Segment boundaries of the adult rat epididymis limit interstitial signaling by potential paracrine factors and segments lose differential gene expression after efferent duct ligation.
Turner TT, Johnston DS, Jelinsky SA, Tomsig JL, Finger JN.
Asian J Androl. 2007 Jul;9(4):565-73.
PMID: 17589796
“As part of our efforts to identify novel contraceptive targets in the epididymis we performed transcriptional profiling on each of the 10 and 19 segments of the mouse and rat epididymidis… Defensin 22 (E3 epididymal protein) was shown to be completely specific for the epididymis.”
Identification of epididymis-specific transcripts in the mouse and rat by transcriptional profiling.
Johnston DS, Turner TT, Finger JN, Owtscharuk TL, Kopf GS, Jelinsky SA.
Asian J Androl. 2007 Jul;9(4):522-7.
PMID: 17589790
“These studies demonstrate that the more abundant D form interacts with spermatozoa transiently, possibly with a specific receptor on the sperm surface, consistent with a capacitation-suppressing function during sperm transit and storage in the epididymis, and also confirm a tightly bound population of the E form that could act in the female reproductive tract.”
Structure and function of epididymal protein cysteine-rich secretory protein-1.
Roberts KP, Johnston DS, Nolan MA, Wooters JL, Waxmonsky NC, Piehl LB, Ensrud-Bowlin KM, Hamilton DW.
Asian J Androl. 2007 Jul;9(4):508-14.
PMID: 17589788
A summary of androgens’ molecular-level actions in the epididymis. We “[determined] the sequence of responses that occur in an androgen deprived tissue upon re-administration of the two metabolites of T, DHT and E2… [and studied] the effects of androgen withdrawal and re-administration on gene expression in immortalized murine caput epididymidal principal cells.”
Androgenic regulation of novel genes in the epididymis.
Robaire B, Seenundun S, Hamzeh M, Lamour SA.
Asian J Androl. 2007 Jul;9(4):545-53.
PMID: 17589794
Discussion of the possible role of the epididymis in the regulatory volume decrease capacity of mature sperm.
Sperm maturation in the epididymis: a new look at an old problem.
Cooper TG.
Asian J Androl. 2007 Jul;9(4):533-9.
PMID: 17589792
“Proteomic analyses indicate that this change [– progressive acquisition of the capacity to phosphorylate tyrosine –] is associated with the phosphorylation of several mitochondrial proteins, creation of a mitochondrial membrane potential and activation of mitochondrial free radical generation.”

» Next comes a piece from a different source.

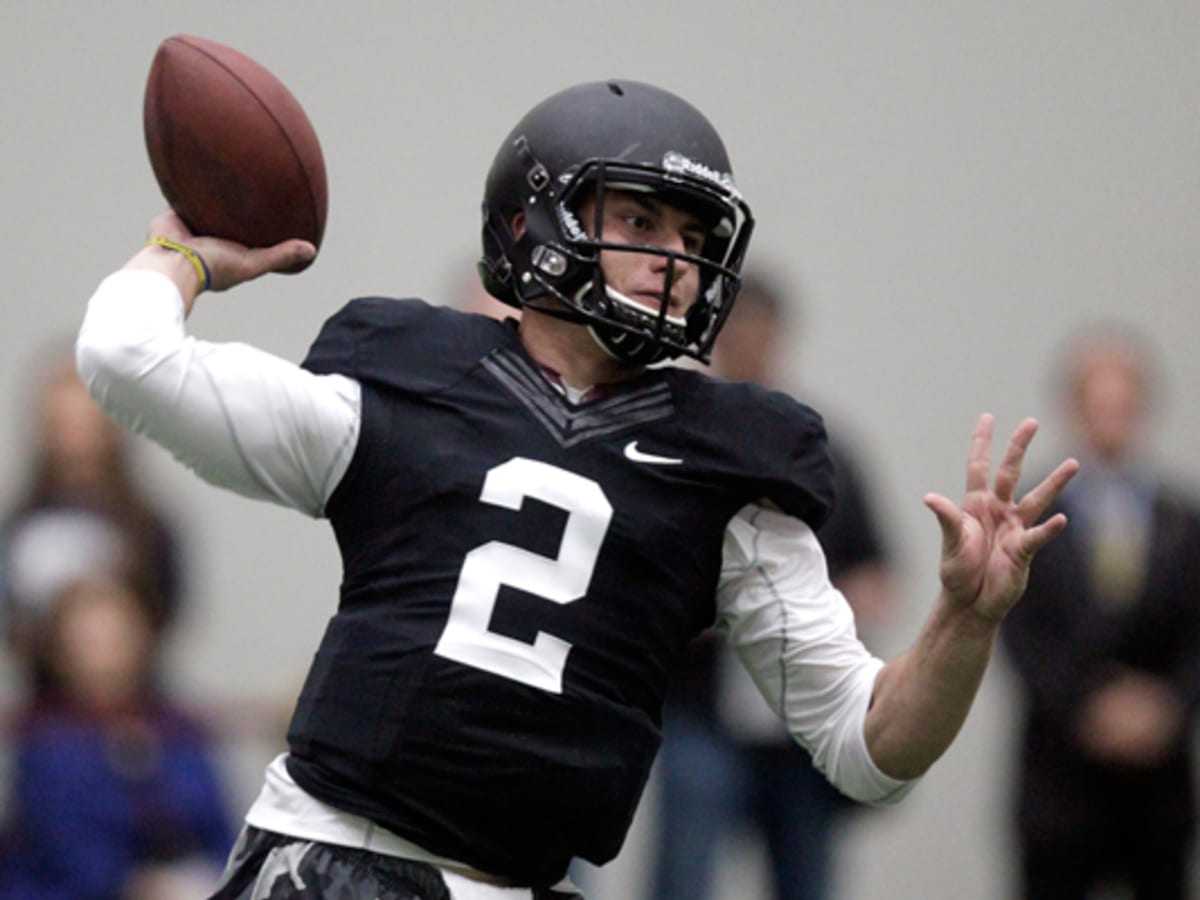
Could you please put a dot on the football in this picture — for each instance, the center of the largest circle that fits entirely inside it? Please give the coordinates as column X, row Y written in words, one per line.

Proteomic changes in mammalian spermatozoa during epididymal maturation.
Aitken RJ, Nixon B, Lin M, Koppers AJ, Lee YH, Baker MA.
Asian J Androl. 2007 Jul;9(4):554-64.
PMID: 17589795
Immunological approaches
“[We] localized eppin, lactotransferrin and clusterin in human Sertoli cells and on human testicular and ejaculate spermatozoa, implying that the eppin protein complex (EPC) is present on spermatozoa from the time they leave the seminiferous tubule. On ejaculate spermatozoa eppin, lactotransferrin and clusterin co-localize on the tail. The identification of the EPC components suggests that lactotransferrin, clusterin and/or eppin receptors may function as sperm plasma membrane receptors for the EPC, implicating the complex as a central player in a network of protein-protein interactions on the human sperm surface.”
Characterization of an eppin Protein Complex from Human Semen and Spermatozoa.
Wang Z, Widgren EE, Richardson RT, O'rand MG.
Biol Reprod. 2007 Jun 13; [Epub ahead of print]
PMID: 17567961
“Higher MIF [macrophage Migration Inhibitory Factor] levels determined in men with azoospermia or severe oligozoospermia might be associated with adverse effects of this molecule related to reduced sperm motility… We consistently found that MIF (1 to 20 μg/mL) treatment of healthy spermatozoa dose-dependently decreased sperm total and progressive motility… Low MIF concentrations are indicative of impaired fertilizing ability, which corresponds with the finding that MIF is required for sperm maturation.”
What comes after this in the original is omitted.